Gerard Meijssen wrote:
Mark Williamson wrote:
- Videos take up heaps more space than audio. A very short sample
article (the English version was only 4 or 5 sentences long, a total of 88 words compared to the average 348.6) turned into a 1.5 minute, 16MB video. Now, imagine a much longer article -- the average article on enwiki is 348.6 words long. Now, multiply that by 100000. Then, add to that the fact that there are over 100 signed languages in widespread use in the world today, and you get a perfect nightmare. That ends up with over 600TB of video... an astronomical amount of space, not to mention the bandwidth costs. Angela said that space and bandwidth aren't a concern -- I sincerely doubt that anybody has that much space to donate to such a project. And that's just the first hundred-thousand articles, at the level plwiki is today.

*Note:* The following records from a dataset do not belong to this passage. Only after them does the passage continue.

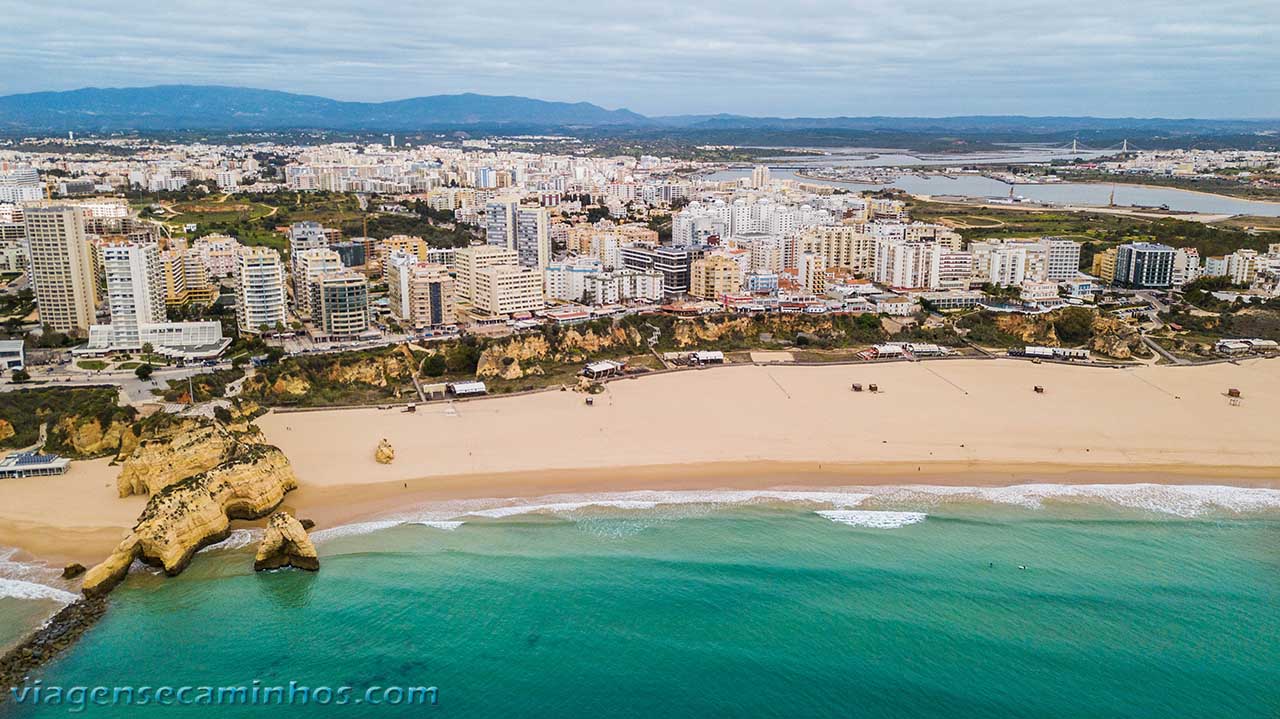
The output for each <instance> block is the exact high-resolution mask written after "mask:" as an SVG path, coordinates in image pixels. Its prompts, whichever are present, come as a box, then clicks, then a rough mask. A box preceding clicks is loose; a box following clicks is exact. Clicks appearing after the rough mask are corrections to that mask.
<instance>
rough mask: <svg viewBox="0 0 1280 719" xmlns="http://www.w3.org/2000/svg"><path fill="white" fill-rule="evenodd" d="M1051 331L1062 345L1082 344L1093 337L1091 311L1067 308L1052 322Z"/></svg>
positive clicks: (1092, 319)
mask: <svg viewBox="0 0 1280 719" xmlns="http://www.w3.org/2000/svg"><path fill="white" fill-rule="evenodd" d="M1053 330H1055V331H1056V333H1057V338H1059V339H1060V340H1062V344H1084V343H1085V342H1089V338H1092V336H1093V310H1087V308H1084V307H1068V308H1066V310H1062V312H1060V313H1059V316H1057V319H1055V320H1053Z"/></svg>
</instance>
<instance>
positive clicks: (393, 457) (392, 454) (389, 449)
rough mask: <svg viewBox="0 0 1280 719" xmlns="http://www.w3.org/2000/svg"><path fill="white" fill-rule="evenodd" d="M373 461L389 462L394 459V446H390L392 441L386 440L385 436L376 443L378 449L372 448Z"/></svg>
mask: <svg viewBox="0 0 1280 719" xmlns="http://www.w3.org/2000/svg"><path fill="white" fill-rule="evenodd" d="M374 461H376V462H378V463H379V464H390V463H392V462H394V461H396V448H394V446H392V443H389V441H387V438H383V440H381V441H379V443H378V449H375V450H374Z"/></svg>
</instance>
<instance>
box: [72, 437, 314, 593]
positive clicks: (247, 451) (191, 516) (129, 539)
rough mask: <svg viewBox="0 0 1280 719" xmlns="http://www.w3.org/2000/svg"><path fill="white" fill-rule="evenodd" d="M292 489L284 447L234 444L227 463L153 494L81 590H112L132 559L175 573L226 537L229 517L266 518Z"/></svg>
mask: <svg viewBox="0 0 1280 719" xmlns="http://www.w3.org/2000/svg"><path fill="white" fill-rule="evenodd" d="M294 489H297V477H296V476H294V473H293V467H292V466H291V464H289V461H288V458H287V457H285V455H284V453H283V452H280V450H279V449H278V448H275V446H271V445H266V444H248V443H237V444H236V446H234V449H233V452H232V457H230V458H229V459H228V461H227V462H223V463H221V464H218V466H216V467H214V468H212V470H209V471H206V472H201V473H198V475H195V476H192V477H187V478H183V480H180V481H178V482H174V484H170V485H168V486H165V487H163V489H161V490H160V491H156V493H155V494H152V495H151V499H150V502H147V507H146V509H143V510H142V516H141V517H140V518H138V523H137V525H136V526H134V527H133V531H132V532H131V533H129V536H127V537H125V539H124V540H123V541H122V542H120V544H119V545H118V546H116V548H115V550H114V551H113V553H111V555H110V557H108V558H106V560H104V562H102V563H101V564H99V565H96V567H93V568H92V569H90V571H88V572H87V573H86V574H84V585H83V587H82V589H83V591H84V594H87V595H90V596H95V595H101V594H105V592H108V591H110V590H111V589H113V587H114V586H115V585H116V583H119V581H120V580H123V578H124V576H125V574H127V573H128V571H129V565H131V564H132V563H133V560H134V559H141V560H143V562H146V563H147V564H151V565H155V567H161V568H164V571H165V573H168V574H170V576H173V574H177V573H179V572H182V571H183V569H184V568H186V567H187V563H188V562H191V558H192V555H195V554H196V553H197V551H200V550H201V549H202V548H205V546H209V545H211V544H216V542H219V541H221V540H224V539H227V536H228V535H229V533H230V521H232V519H257V518H261V517H265V516H268V514H270V513H271V512H274V510H275V509H276V507H279V505H280V503H282V502H283V500H284V495H285V493H288V491H291V490H294Z"/></svg>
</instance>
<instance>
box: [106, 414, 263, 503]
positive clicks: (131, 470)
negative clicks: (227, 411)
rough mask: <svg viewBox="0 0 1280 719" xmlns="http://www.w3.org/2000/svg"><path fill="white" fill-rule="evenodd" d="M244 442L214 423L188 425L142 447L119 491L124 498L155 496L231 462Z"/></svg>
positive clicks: (161, 434) (172, 429)
mask: <svg viewBox="0 0 1280 719" xmlns="http://www.w3.org/2000/svg"><path fill="white" fill-rule="evenodd" d="M238 441H241V440H239V439H237V436H234V435H233V434H232V432H230V431H228V430H227V429H225V427H223V426H221V425H219V423H216V422H211V421H204V422H201V421H195V420H191V421H186V422H182V423H180V425H178V426H175V427H173V429H172V430H170V431H164V432H161V434H160V435H159V436H151V438H147V439H143V440H141V441H140V443H138V445H137V448H134V449H133V452H132V453H129V455H128V457H127V458H125V459H124V466H123V468H122V470H120V476H119V478H118V480H116V490H118V491H119V494H120V496H129V495H131V494H155V493H157V491H160V490H163V489H164V487H166V486H169V485H173V484H177V482H179V481H182V480H184V478H187V477H191V476H195V475H198V473H201V472H207V471H210V470H212V468H214V467H216V466H219V464H221V463H223V462H227V461H228V459H230V457H232V453H233V452H234V450H236V445H237V444H238Z"/></svg>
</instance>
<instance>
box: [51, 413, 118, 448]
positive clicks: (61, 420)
mask: <svg viewBox="0 0 1280 719" xmlns="http://www.w3.org/2000/svg"><path fill="white" fill-rule="evenodd" d="M54 431H56V432H58V434H59V436H60V438H61V444H64V445H67V446H68V448H69V449H70V452H72V453H73V454H74V455H76V457H101V455H104V454H118V453H120V452H122V450H132V449H133V448H134V446H136V445H137V443H138V435H136V434H134V432H133V426H132V423H131V422H125V421H122V420H115V421H111V422H110V423H108V425H106V426H102V423H101V421H100V420H99V418H97V417H87V418H84V417H63V418H61V420H60V421H59V422H58V425H55V426H54Z"/></svg>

Mark there are people that have a terabyte in their home computer. Also you make it seem that all these articles will miraculously apear. I am sure that it will take a long time before we have 10.000 articles in ANY of the signed languages. To get there, we need people who are seriously committed to the project. So the problem is not what you make it seem.
There are also people with less than a gigabyte on their home computer, and dialup internet. And how you do you propose that people view these articles? Media policy is that all videos should be Ogg Theora, so first they will need software that can view the files, and if a one-paragraph article is 16MB, how big will a full-length article be?